Access to the interior of the RIB is gained via a secure access way which immediately brings one into the main saloon with its helmsman and navigator positions. There's a good amount of room to this first area with comfortable lounge seating for crew in the rear, whilst the more 'serious' members of the team are accommodated behind then respective positions in armed pilot seats. These provide great security and their positioning is good from the point of view that both the instrumentation screens and the controls are within a natural line of sight, as well as being nicely to hand. Being a highly maneuverable craft with its twin VP K22 waterjet system, good outward visibility is obviously essential too. This RIB can move rapidly in most directions, so, therefore, the whole combination of helm point, positioning of controls, seating and visibility is essential to the coxswain and ultimately the safety of his crew. Further to this, the design of the HP RIB'S wheelhouse windows ensures blind spot: are kept to a bitter minimum. Their converse installation also keeps sea water and rain from 'clinging' to the screen and prevents the main forward facing windows from needing constant attention from the wipers.

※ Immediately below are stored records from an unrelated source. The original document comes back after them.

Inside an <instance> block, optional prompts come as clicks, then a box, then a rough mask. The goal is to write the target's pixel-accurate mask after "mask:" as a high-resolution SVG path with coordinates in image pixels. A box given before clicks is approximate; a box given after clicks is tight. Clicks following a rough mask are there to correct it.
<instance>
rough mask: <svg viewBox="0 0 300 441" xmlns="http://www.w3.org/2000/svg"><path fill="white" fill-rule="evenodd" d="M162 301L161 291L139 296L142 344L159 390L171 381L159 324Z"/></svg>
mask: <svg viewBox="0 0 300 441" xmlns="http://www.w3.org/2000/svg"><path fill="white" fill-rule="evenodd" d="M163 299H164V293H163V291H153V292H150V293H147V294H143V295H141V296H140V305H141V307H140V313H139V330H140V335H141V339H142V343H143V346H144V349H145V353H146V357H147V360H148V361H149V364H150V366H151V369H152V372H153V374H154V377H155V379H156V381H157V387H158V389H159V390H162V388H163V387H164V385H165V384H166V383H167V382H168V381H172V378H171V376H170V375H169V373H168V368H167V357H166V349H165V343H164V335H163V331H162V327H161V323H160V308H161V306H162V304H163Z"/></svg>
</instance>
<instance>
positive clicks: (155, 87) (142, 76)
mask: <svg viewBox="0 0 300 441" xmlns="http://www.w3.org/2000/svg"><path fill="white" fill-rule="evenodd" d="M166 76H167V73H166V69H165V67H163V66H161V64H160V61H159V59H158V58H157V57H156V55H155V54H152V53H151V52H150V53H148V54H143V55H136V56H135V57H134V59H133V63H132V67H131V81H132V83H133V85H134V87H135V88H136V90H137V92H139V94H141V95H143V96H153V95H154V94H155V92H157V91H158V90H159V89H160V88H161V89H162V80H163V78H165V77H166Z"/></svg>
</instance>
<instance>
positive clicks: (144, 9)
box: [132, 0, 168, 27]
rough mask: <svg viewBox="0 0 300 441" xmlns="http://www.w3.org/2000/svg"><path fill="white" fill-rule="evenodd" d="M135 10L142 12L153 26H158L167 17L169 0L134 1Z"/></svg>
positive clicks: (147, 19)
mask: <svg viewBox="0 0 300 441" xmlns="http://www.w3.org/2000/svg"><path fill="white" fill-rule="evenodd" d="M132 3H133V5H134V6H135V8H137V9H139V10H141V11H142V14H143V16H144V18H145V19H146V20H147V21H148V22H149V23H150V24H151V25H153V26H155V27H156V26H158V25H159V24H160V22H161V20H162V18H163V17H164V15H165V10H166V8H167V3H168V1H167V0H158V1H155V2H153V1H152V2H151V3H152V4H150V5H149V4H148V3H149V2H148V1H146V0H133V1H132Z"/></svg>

Going forward down into the vessel's fore cabin, a low bulkhead means reduced height, but nonetheless it remains a useful and comfortable area all the same. The heads are located here and, of course, galley facilities etc. could all be located in this section according to the clients needs. Skylights ensure the internal cabins remain light and airy, plus, it's possible to even stick your head out of the hatch directly above the helm position, if you so require. Internally, the HP RIB may not possess the most refined of finishes, but it does, however, show potential. With more work and time given to the matter of internal aesthetics, I'm confident Aluminium Technic will bring this aspect up to the standard reflected in the rest of the build.
This boat, for the most part, was a pleasure to drive and felt substantial yet nimble at the same time. It wasn't, however, the softest of rides, especially from a passenger's point of view. (The most comfortable ride is always to be had behind the wheel!) This was somewhat surprising for a craft of this size. It also had the tendency to rock on its haunches when underway, a motion which can cause seasickness. It would really benefit from the fitting of trim tabs, for amongst other things, a boat of these proportions can have the tendency to ride with a bow up attitude even in settled conditions. This means that in a steep head sea, for instance, it would be most difficult to keep her running level and punching effectively through the waves.
In conclusion, I would say the HP RIB clearly displays potential, its design being versatile enough to suit both leisure and commercial applications with a minimum of alteration. To my mind, however, I would say her true potential lies in the work arena where both her lines and manner of construction seem naturally suited to an offshore working role.